As an aside, it is worth mentioning problem of integrity. From my point of view even if someone have executed malicious code on HU, he or she shouldn't been given any chance to save a backdoor even with root privileges. Some manufacturers ignore this problem and makes it possible to mount filesystem in rw mode, but some IVIs will reboot with any attempt to change anything in its configuration.
Let's talk about virtualization as a solution to all problems. One of the fundamental protection policies for OS with entertainment applications, as I've said before, is virtualization. I think that in N years it will be applied by all manufacturers in some way. Advantages are clear: app OS will be isolated from the main vehicle system and “important system” OS, including isolation on network level. But if such app OS will be compromised attacker still can get some valuable data. First of all, it will be user data that is processed on that level. That’s enough to consider this attack as successful - because you are getting all data from the sensors: the location, the endpoint, application data; at least Facebook access token worth hacking HU! Secondly, some API, for example, display UI will be still accessible from virtualized OS and that will allow to continue attack "down". Virtualization approach seems right to me because it complicates tasks of attacker.
Instead of conclusion.
I've written quite a lot but nothing concrete.

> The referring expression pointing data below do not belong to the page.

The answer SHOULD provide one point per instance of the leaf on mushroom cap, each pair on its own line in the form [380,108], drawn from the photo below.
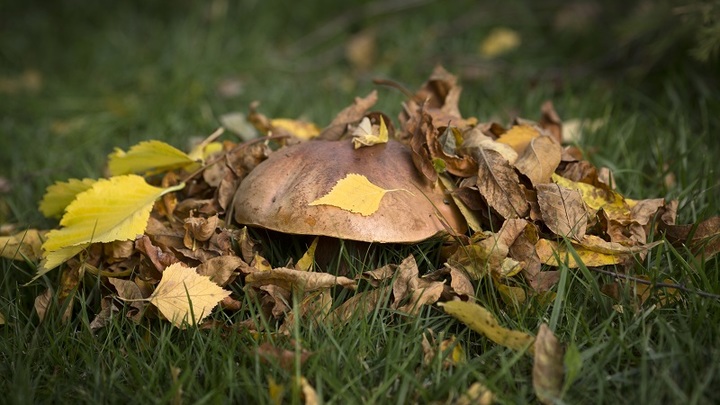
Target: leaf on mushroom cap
[278,192]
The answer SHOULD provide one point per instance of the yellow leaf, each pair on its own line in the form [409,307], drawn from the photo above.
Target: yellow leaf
[365,136]
[25,245]
[500,40]
[597,198]
[550,252]
[354,193]
[149,156]
[59,195]
[300,129]
[518,137]
[183,296]
[482,321]
[113,209]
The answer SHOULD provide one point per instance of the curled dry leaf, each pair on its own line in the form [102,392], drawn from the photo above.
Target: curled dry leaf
[548,367]
[482,321]
[291,279]
[499,185]
[562,210]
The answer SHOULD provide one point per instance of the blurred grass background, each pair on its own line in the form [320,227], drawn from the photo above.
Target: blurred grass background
[78,78]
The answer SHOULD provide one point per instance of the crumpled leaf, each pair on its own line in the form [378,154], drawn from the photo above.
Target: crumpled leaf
[354,193]
[290,279]
[562,210]
[365,135]
[113,209]
[548,367]
[149,157]
[185,297]
[499,185]
[482,321]
[59,195]
[25,245]
[540,159]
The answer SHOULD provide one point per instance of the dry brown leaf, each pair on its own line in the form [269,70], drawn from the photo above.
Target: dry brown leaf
[222,269]
[562,210]
[291,279]
[548,367]
[540,159]
[499,185]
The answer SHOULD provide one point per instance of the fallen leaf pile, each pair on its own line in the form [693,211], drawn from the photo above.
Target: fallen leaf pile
[158,232]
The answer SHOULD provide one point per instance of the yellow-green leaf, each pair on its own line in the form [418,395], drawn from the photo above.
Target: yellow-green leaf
[183,296]
[365,136]
[354,193]
[25,245]
[482,321]
[149,157]
[59,195]
[113,209]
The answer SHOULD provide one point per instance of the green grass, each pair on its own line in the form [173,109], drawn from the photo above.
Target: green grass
[115,75]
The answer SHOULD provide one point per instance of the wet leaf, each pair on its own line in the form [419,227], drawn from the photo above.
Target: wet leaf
[354,193]
[482,321]
[59,195]
[548,367]
[562,210]
[149,157]
[499,185]
[185,297]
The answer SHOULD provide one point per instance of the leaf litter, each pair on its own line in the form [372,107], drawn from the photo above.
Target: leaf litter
[164,238]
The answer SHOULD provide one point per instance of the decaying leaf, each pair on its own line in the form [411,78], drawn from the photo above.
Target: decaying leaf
[354,193]
[290,279]
[548,367]
[365,135]
[482,321]
[562,210]
[499,185]
[149,156]
[59,195]
[185,297]
[540,159]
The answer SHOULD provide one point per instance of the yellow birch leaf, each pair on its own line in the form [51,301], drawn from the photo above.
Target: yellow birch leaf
[550,252]
[519,137]
[365,136]
[597,198]
[59,195]
[354,193]
[183,296]
[25,245]
[482,321]
[301,129]
[149,156]
[113,209]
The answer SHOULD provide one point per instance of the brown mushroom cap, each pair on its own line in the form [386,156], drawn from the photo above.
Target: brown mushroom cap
[277,193]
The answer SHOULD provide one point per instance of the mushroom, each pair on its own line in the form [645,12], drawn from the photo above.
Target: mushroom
[277,194]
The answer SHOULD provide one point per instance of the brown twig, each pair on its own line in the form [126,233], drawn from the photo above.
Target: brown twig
[657,285]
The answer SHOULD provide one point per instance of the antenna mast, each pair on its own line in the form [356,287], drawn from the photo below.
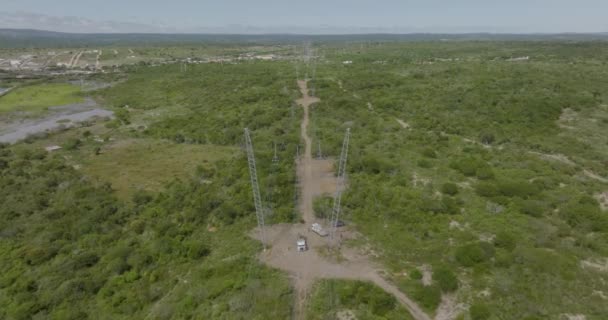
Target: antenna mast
[275,159]
[257,199]
[335,213]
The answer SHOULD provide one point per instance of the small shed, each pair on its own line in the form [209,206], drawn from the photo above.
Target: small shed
[52,148]
[301,244]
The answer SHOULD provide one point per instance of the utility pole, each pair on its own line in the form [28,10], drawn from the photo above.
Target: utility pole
[335,213]
[257,199]
[275,159]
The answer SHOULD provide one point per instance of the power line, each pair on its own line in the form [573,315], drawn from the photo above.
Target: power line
[335,213]
[257,199]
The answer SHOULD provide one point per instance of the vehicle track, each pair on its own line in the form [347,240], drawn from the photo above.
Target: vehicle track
[316,178]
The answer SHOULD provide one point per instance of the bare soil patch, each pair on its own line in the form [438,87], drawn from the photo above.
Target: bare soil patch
[325,259]
[602,198]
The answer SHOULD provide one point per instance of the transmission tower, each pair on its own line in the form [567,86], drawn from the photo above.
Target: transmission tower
[257,199]
[319,153]
[275,159]
[335,213]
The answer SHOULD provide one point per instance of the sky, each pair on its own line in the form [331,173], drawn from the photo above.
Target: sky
[312,16]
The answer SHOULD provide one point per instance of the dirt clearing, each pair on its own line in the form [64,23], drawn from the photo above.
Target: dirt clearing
[316,178]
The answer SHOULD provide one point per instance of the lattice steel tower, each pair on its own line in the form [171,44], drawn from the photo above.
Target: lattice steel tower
[257,199]
[335,213]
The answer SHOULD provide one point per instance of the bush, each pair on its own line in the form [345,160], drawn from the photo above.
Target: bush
[428,296]
[449,189]
[533,208]
[517,188]
[72,144]
[429,153]
[479,311]
[471,254]
[486,189]
[416,274]
[450,205]
[323,206]
[197,250]
[484,173]
[486,137]
[505,240]
[446,279]
[424,163]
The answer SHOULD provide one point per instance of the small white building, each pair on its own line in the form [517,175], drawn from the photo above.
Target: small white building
[301,244]
[52,148]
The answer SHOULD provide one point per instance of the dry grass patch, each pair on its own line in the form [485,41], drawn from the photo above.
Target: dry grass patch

Nevertheless my aim was to draw your attention to key components: Head Unit (and I mean IVI), describe the corresponding risks and what actions vendors and developers take to minimize them. Today there is a plenty of information about CAN networks: some resources have shared access, some ECUs are vulnerable to DoS and brute force attacks or you can even read data from them. But all these attacks don't have practical application if you want to perform "remote attack on car from the Internet". I only tried to show current situation in car industry, the main target and some of its problems (taking into account Connected Car features) in my humble opinion. I didn't want to scare or encourage anyone so this note does not apply to be vendors advertisement and was not made to convince you that "wow, hackers can hack everything!". But they definitely can and this summer on Black Hat in Las Vegas same guys Charlie and Chris will show remote penetration on real car, get access to CAN, gain control over critical ECU - https://www.blackhat.com/us-15/briefings.html#Chris-Valasek. I don't know if the HU is used as entry point or for privilege escalation, but the show will be spectacular and will demonstrate real capabilities :) Secure driving to you!
UPD: Now we have more details about Charlie and Chris attack (http://www.wired.com/2015/07/hackers-remotely-kill-jeep-highway/), and i can say that HU/IVI system was involved, looks like Cruise Control or and access to CAN but believe that more technical details will be disclosed on BlackHat!